Unfortunately, the director and others involved with creating the film were unable to make the screening due to a scheduling conflict. Nevertheless, the audience remained thoroughly engaged with the film itself from beginning to end.
Every Tuesday is a big day for professional cartoonists. Young and old, often published or never published, they bring their portfolios of cartoons for Bob Mankoff to review at The New Yorker offices. Rejection happens, over and over and over again. So does selection, rarely and occasionally.
The film is very special because it effectively manages to profile the quirky personalities of a number of cartoonists. While the dominant and very humorous personality of the film remains Bob Mankoff, the narrative makes us empathize with a number of successful old-timers, such as G. Booth, as well as newer cartoonists trying to break into the magazine, including Lliana Finck and Ed Steed.
A very young English man born in 1987 and raised on a farm, Steed explains he had never seen The New Yorker. While traveling in Vietnam, he finally sees some of its cartoons online, and decides he will focus his career on getting published in that magazine. We see Steed meeting with Mankoff on a Tuesday, and even the film audience realizes the talent that Steed has. Mankoff jokes that Steed always wears the same gray shirt when he comes to the offices, but that particular day Steed has finally added an additional wardrobe piece, a gray shirt on top of the old gray shirt.
The film devotes significant segments to profiling women cartoonists who have broken through the glass ceiling of the male–dominated artistic world. Born in Brooklyn, Roz Chast is the rare New Yorker cartoonist with more than 1,000 cartoons published in the magazine since her initial acceptance in 1978. She describes how cartooning became the way she could find a way to tell her mother off in private. In a very funny scene, the camera focuses on her with her pet bird inside her house; Chast explains why she hates going outdoors, because it can be too hot, too cold, too unpredictable.
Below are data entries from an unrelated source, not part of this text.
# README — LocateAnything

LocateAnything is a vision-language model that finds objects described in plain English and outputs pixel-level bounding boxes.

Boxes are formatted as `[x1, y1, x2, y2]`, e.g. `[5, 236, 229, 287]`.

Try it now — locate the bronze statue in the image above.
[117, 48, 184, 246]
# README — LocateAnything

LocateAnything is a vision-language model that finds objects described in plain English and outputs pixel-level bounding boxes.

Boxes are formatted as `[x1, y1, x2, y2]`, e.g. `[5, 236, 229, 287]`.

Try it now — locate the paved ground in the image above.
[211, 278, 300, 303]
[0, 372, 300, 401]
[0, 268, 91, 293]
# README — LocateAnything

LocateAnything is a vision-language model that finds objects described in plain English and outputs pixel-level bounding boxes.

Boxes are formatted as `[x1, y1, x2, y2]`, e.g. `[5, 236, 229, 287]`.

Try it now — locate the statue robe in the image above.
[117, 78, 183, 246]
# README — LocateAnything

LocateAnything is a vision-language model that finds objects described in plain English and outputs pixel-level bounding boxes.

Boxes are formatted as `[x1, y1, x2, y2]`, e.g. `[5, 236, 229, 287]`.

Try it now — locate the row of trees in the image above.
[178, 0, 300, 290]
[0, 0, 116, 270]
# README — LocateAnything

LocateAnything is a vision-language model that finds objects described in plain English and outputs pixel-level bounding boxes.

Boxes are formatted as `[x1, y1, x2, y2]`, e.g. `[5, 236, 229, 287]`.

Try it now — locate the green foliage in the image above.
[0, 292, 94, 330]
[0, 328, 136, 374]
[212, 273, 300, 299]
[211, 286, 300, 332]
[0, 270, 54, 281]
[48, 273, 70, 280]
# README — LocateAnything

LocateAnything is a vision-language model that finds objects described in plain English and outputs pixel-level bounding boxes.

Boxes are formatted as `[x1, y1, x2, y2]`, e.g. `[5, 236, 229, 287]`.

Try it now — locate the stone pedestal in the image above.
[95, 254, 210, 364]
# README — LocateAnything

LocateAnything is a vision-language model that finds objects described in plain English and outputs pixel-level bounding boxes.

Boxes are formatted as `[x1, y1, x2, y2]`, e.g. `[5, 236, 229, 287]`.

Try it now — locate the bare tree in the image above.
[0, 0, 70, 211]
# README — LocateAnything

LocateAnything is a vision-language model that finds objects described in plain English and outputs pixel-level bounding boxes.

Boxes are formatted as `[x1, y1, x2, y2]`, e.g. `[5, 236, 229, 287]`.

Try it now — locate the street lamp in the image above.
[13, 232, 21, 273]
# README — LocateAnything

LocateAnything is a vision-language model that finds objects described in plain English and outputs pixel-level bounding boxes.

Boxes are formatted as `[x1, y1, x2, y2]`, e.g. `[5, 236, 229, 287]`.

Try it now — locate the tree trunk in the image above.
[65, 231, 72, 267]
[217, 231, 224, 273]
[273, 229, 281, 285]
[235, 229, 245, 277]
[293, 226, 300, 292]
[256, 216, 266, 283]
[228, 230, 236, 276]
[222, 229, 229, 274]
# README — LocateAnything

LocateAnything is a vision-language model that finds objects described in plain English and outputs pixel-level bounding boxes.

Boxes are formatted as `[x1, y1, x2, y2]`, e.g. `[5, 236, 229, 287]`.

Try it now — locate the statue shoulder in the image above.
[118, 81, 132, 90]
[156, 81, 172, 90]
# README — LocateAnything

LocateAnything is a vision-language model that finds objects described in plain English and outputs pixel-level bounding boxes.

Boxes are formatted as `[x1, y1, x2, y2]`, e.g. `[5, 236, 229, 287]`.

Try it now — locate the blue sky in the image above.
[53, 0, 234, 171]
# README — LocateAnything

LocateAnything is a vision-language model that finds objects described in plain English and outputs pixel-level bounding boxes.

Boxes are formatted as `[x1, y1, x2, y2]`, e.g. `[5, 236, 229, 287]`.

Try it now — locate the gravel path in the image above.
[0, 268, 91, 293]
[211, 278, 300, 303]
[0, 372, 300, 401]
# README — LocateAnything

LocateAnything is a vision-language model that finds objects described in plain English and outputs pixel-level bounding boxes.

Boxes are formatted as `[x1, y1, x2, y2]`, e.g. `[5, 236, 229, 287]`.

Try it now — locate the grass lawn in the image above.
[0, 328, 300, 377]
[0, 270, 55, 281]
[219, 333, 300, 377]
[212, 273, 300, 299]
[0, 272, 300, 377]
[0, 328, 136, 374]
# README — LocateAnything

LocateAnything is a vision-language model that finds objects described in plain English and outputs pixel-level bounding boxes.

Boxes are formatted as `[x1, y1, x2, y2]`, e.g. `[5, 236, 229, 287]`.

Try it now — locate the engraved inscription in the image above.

We also learn about Emily Flake, whose cartoons have been frequently selected by Mankoff. As a new mother, she explains that she doesn’t want to get stereotyped for doing new mother cartoons. Yet one of the funniest cartoons by her shown in the film depicts a young urban mother telling her friend she selected the private school for her child based on a Groupon deal!
The film gets a little more semi-serious when Mankoff reflects on editorial decisions just after 9/11. The editors felt it would be inappropriate to publish any cartoons immediately after the disaster, but changed their minds after G. Booth submitted a powerful drawing of a violinist putting her instrument and bow down on the ground. A week or so later, Mankoff published Leo Cullum’s cartoon depicting a man and woman at a diner, with the woman saying “I thought I’d never laugh again. Then I saw your jacket.”
In the current year when an act of violence occurred at the offices of Charlie Hebno in Paris, Very Semi-Serious makes a strong cinematic statement that we want to live in a world where cartoons can make strong statements about our culture.